Пожилая женщина, видавшая на своем веку всякое, она, конечно, понимала, что мечты — одно, а жизнь — другое, и все же любила помечтать. Мечты и пробудили у нее великое. же-лание непременно побывать у бригадира и будущего свата, и отказаться от этого желания она не могла… Вечером, когда Илья и Елизавета ушли на гулянку, Евдокия Ильинична, надела новые, недавно купленные юбку и кофточку, праздничные, стоявшие в шкафу, туфли. На плечи накинула полушалок и подошла к зеркалу. Давненько не становилась она перед вмазанной в стенку склянкой, а сегодня такой случай, что нельзя было утерпеть. Подражая дочери, она даже качнула плечом, наклонила голову и повела бровью. Ей нравилось, как ломались ее брови и как на левой брови чернела родинка. Смотрела на себя и невольно улыбалась. Даже смешно, как жизнь может изменить человека. Если бы можно было поставить рядом ту Дусю, какую привез в Прискорбный Иван Голубков, и эту, тетю Голубку! Теперешней тете Голубке даже улыбнуться на людях нельзя, совестно, — чернеет щербина. Глаза у нее грустные, а она улыбается и видит: да, точно, щербина такая препротивная. «И чего у меня сегодня глаза такие невеселые, или оттого, что щербину увидела?.. — думала она, глядя в зеркальце. — Ну, ничего, я иду не влюбляться, глаза развеселю, а рот, когда стану улыбаться, прикрою платочком… А идти нужно. Раз решила, то нужно идти…»

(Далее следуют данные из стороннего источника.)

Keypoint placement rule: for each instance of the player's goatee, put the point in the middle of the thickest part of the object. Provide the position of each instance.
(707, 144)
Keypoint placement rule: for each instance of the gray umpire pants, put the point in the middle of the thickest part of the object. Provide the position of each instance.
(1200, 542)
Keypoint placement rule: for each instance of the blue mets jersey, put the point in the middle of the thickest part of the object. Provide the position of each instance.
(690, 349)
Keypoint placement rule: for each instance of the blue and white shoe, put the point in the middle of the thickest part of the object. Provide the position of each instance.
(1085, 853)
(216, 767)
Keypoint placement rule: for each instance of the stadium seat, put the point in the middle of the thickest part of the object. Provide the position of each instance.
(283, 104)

Она шла по темной улице и думала о том, что явиться к бригадиру без щербины было бы лучше. Может даже сказать: и что это за старуха пришла… В эту минуту пожалела, что не послушала совета сына Антона. Писал Антон, что его жена Надя запросто может вставить зубы, как настоящие. Просил приехать. Не пожелала ехать, а вот теперь идти к бригадиру и будущему свату как-то неловко.

 

Глава 7

Боязно переступила чужой порог, наклонила голову, поздоровалась. Хозяин и хозяйка ужинали. Удивились: не ждали гостью. И к столу не пригласили. Зойка начала убирать посуду, а Василий Васильевич встал, свернул цигарку и задымил. Дубленое лицо не выражало ни ласки, ни доброты. Курил и думал, чего ради явилась к нему телятница, и не знал, что делать и как себя вести. Может, что на ферме, случилось?

Евдокия Ильинична забыла о своей щербине, широко, не прикрывая рта, улыбнулась, думала вызвать к себе внимание и не вызвала. На ее улыбку бригадир ответил косым, режущим взглядом. И они, разумеется, не сели рядом, а продолжали стоять: она — у порога, а он — возле стола. Зойка убрала посуду и, понимая, что она тут лишняя, сказала, что ей нужно сходить к соседке, вышла из хаты. Евдокия Ильинична стояла у порога, сознавая, что теперь-то она в хате у Василия Васильевича не мысленно, а наяву, и сердце ее надрывалось от боли…

Нехорошее молчание тянулось долго. Василий Васильевич докурил цигарку, выбросил окурок в форточку. Прошелся по комнате, остановился и, глядя в темное окно, сказал:

— Ну, что явилась, Голубка? Какое у тебя есть ко мне дело?

— Вот пришла…

— Вижу, не слепой… Что-нибудь случилось на ферме?

— На ферме все хорошо. Телята, слава богу, растут…

— Так о чем печаль-забота? По тебе вижу — переживаешь, волнуешься.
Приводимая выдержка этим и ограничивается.